One hundred thousand of Indivisibles

12 / 11 / 2018

English version of the report on Saturday's massive anti-racist demonstration in Rome.

«These streets, this day represent a decisive turning point. We are here from the four corner of Italy, we hail from very different social and political paths that today merged to say “no” to State racism and institutional sexism and to reaffirm that Salvini’s decree is unjust. This square is saying with one voice that this legislative decree must not be approved as law!» These are the words that opened the last speech of yesterday’s demonstration in Rome, while thousands of people were still marching towards S. Giovanni square.

There will be time to properly read this day and its whole adjustment path, so to articulate the many perspective, but it is no doubt that we are facing a political event of historical significance remained unseen for a long time. An event that might reverse the reactionary process so well depicted by the governmental coalition (Lega and 5Stelle). One hundred thousand people displayed their willingness to disobey to unjust laws, to stay “indivisible” (as the keyword of the demonstration was #Indivisibili). A term chosen for its capability to engage an imagery that breaks the route – divisive and hierarchical – the power is charting on skin color, gender and class. The extraordinary day Rome experienced increases in value if considering the blackout of mainstream media, who deliberately decided to emphasize the nasty streets of Turin that merged, in the name of a “yes” said to high-speed rails and major works, PD, Forza Italia, Lega, Casapound, industrialists, few unions and the worst side of this country. 

The knitting of paths and narratives is the clearer feature of this demonstration. It was not a summation, but an interweaving that discloses its power, with no need to become pure evocation. The voices, the signs, the slogans and the speeches unveil an opening common space where the thousands of local experiences on solidarity, cooperation, mutualism and social struggle can intersect and empower. The same space recalled, many times during the march, the ultimate continuity with the demonstration of the last 10th February in Macerata, when the whole country replied en masse to the attempted racist and fascist carnage carried out by Luca Traini.
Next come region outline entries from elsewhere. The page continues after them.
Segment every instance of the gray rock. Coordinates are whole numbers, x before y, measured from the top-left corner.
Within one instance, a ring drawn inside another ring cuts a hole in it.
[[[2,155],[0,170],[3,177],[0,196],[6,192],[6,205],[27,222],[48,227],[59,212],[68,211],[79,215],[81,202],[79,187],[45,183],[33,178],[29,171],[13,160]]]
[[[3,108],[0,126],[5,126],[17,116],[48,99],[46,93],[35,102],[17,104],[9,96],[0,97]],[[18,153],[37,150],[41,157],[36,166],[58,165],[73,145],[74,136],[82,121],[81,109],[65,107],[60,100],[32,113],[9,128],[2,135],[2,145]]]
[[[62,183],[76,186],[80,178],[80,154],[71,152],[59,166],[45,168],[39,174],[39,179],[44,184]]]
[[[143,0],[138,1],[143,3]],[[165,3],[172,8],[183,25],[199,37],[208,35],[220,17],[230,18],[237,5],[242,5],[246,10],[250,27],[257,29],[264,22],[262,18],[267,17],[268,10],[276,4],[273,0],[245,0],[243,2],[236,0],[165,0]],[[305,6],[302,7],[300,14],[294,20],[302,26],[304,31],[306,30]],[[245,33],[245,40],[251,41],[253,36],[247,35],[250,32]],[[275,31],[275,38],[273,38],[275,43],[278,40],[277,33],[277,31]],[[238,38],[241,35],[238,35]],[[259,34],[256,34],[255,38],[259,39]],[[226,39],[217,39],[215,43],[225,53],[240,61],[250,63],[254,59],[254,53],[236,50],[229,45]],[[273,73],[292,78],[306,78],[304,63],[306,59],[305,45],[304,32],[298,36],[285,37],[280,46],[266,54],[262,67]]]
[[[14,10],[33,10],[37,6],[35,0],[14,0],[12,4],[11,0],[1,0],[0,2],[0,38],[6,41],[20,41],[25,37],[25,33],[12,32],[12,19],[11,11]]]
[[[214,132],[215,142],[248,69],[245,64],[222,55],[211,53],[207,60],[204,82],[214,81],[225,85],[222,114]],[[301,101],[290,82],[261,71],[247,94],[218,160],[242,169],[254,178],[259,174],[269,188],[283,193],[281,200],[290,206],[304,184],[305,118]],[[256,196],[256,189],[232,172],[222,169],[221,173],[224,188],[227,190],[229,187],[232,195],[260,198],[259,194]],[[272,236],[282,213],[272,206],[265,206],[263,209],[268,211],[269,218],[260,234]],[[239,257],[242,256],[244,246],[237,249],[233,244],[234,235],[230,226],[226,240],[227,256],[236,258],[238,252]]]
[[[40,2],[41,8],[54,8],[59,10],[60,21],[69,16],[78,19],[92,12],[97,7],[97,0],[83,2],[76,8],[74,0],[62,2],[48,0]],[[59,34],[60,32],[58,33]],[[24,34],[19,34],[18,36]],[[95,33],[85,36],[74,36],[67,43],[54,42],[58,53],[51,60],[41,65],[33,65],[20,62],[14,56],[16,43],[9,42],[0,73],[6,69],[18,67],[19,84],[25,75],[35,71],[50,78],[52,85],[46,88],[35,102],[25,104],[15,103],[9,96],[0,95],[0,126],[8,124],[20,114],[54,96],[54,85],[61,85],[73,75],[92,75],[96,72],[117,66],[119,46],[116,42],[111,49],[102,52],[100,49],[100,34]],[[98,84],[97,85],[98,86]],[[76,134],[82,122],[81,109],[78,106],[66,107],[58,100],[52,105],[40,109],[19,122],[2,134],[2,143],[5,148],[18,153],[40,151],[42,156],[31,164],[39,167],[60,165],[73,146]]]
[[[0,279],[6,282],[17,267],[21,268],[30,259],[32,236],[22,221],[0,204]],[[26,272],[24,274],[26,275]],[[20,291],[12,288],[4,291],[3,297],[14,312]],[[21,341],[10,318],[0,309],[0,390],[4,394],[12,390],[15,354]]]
Such response displayed a social and political network apart from both Marco Minniti’s “democratic securitarianism” and the national-populist forces that, a month later, won the elections. 

The march proved that the opposition to Salvini’s decree has to be practiced, and not only preached. Many speeches underlined the willingness to reconvene in front of the Parliament on November, 27th, when the decree will be definitively approved.  
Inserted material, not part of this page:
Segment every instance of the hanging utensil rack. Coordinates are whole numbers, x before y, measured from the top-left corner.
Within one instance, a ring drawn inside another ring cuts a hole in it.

From Lodi to Riace, across occupiers and day laborer from the south of Italy, the real treasure of this multitude is its distance from any previous political perspective. We are facing a movement that no decree nor institution will ever wipe out, since it already exist, is part of this country and has no intention to be smashed. 
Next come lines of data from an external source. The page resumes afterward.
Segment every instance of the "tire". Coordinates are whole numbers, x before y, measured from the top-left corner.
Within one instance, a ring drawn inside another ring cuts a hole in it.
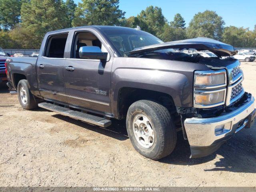
[[[139,123],[145,121],[146,123]],[[145,124],[148,132],[145,132],[146,134],[137,134],[140,130],[145,129]],[[135,102],[128,110],[126,125],[132,145],[143,156],[158,160],[171,154],[175,147],[177,133],[174,124],[168,110],[159,103],[149,100]],[[150,134],[152,130],[154,134]],[[138,139],[138,135],[153,135],[154,138],[147,137],[150,138],[148,142],[146,138]],[[146,142],[144,141],[146,140]]]
[[[17,92],[19,101],[24,109],[31,110],[37,108],[37,103],[30,92],[28,81],[20,80],[18,84]]]
[[[244,59],[244,61],[246,62],[250,62],[250,58],[249,58],[248,57],[246,57],[245,59]]]

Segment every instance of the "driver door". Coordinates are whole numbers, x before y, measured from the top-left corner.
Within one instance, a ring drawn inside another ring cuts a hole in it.
[[[110,54],[112,53],[106,48],[100,40],[100,37],[95,32],[75,31],[72,39],[70,58],[66,60],[64,68],[68,103],[110,112],[110,72],[113,58]],[[80,58],[79,48],[85,46],[98,46],[102,52],[108,52],[107,61]]]

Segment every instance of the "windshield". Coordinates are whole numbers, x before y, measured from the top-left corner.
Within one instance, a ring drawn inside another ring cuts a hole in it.
[[[104,29],[102,30],[122,56],[124,53],[136,48],[163,42],[151,34],[131,28]]]
[[[251,53],[250,52],[246,52],[244,53],[244,54],[245,54],[246,55],[251,55]]]
[[[0,47],[0,55],[1,55],[1,56],[6,56],[6,54],[4,52],[4,50],[1,47]]]

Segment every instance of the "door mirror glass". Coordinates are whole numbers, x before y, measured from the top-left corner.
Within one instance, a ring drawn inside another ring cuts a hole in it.
[[[84,59],[100,59],[106,61],[108,53],[102,52],[100,48],[96,46],[84,46],[79,48],[79,57]]]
All this, despite a government that overcomes the 80 pages of an infamous decree, guilty of whipping up a war against the lasts. Hate, xenophobia, repression, social control: the decree law begins attacking the applicants for international protection and arrives to any active form of struggle, such as road blocking and house occupying. Plus, we are facing also Pillon’s decree, that exacerbates a patriarchal configuration of society, and a workfare set passed off as basic income.

Yesterday emerged a not at all assumed awareness of all these contradictions, described through the common language of liberation and self-determination. But what arouse above all was the courage to pursue the path towards humanity and solidarity, the same challenge Mimmo Lucano issued long time ago and restated yesterday at the end of the march. A challenge that has also to be transnational, as underlined by Iuventa’s activists, lately in Berlin for another oceanic demonstration with the same name, Indivisible, and the same contents.